句集巻末には著者略歴なし(解説文中に書かれている)。
冴え返る心張棒も肋骨も
網戸より猫の目青くひらくとき
刃こぼれのやうな日射しを黒揚羽
あおむしのぼとりと眠いだけねむる
初湯かな蛙のやうに指ひらく
白鳥に嗄れ声を奪はれる
魚の皮すっと剥きたる天の川
ざうざうと日差しの移る大枯野
しゃぼんだま碧い地球をよぎりけり
逃げ水やひとり残らず魚になる
蜩や耳がとてつもなく遠い
見失ふ四万六千日の門
ロシア軍ウクライナ侵攻二年目
父の日や精子保存して戦場へ
二千羽の白鳥が来る呼びあふて
梟の眼のなかにゐる動けない
※本書は著者より寄贈を受けました。
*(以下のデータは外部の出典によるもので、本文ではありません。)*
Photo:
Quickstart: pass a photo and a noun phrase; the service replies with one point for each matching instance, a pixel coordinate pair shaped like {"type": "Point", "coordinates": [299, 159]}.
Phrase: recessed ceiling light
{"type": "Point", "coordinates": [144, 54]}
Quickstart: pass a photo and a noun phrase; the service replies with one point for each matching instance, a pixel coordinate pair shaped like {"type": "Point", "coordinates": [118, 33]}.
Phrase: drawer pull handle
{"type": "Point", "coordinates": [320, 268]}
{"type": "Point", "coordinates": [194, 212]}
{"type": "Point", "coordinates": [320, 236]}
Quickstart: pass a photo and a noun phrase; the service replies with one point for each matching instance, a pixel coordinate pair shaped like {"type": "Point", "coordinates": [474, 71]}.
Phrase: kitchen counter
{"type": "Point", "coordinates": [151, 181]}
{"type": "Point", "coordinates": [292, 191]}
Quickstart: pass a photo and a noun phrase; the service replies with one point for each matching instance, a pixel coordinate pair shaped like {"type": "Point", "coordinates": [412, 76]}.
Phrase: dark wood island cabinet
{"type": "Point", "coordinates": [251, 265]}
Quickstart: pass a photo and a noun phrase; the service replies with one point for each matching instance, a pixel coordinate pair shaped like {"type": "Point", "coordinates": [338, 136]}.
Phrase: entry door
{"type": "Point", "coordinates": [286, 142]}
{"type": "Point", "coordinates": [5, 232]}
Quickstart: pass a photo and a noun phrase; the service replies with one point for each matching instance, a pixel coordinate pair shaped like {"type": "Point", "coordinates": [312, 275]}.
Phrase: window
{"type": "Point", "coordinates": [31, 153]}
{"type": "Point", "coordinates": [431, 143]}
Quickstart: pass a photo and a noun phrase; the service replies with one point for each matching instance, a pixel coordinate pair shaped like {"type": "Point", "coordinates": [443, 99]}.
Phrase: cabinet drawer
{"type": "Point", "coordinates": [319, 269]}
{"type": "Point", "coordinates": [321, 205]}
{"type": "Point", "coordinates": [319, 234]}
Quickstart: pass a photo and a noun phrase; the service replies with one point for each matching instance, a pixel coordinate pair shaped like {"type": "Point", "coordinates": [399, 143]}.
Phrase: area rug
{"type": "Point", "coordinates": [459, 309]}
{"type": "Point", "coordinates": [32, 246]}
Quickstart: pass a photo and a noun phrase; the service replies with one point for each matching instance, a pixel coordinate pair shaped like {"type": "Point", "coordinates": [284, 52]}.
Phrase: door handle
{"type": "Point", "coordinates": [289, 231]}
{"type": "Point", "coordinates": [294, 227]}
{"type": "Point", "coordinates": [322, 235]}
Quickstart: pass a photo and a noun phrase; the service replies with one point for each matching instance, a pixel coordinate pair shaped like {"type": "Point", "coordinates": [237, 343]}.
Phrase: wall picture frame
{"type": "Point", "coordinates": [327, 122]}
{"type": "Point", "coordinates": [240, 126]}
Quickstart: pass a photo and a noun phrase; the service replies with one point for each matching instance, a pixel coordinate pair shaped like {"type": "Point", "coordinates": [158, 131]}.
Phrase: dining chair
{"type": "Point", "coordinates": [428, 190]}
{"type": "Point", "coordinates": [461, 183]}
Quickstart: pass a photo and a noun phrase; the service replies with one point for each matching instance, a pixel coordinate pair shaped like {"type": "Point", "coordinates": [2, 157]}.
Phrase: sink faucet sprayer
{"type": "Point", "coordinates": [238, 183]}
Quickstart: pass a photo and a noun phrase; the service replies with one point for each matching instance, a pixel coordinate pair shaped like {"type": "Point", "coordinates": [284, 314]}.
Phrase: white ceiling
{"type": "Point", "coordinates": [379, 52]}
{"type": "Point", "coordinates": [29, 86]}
記して感謝します。
「星籠」ばかりか「レクイエム」まで取り上げてくださりありがとうございます。梟の眼のなかにゐる動けない は母の一番好きな句でした。
投稿情報: sl | 2024年7 月 1日 (月) 11:29
sl様、いつも句集をご恵投いただきありがとうございます。ある俳誌に句集評も書かせていただきましたので二、三ヶ月くらいのうちにはお届けできると思います。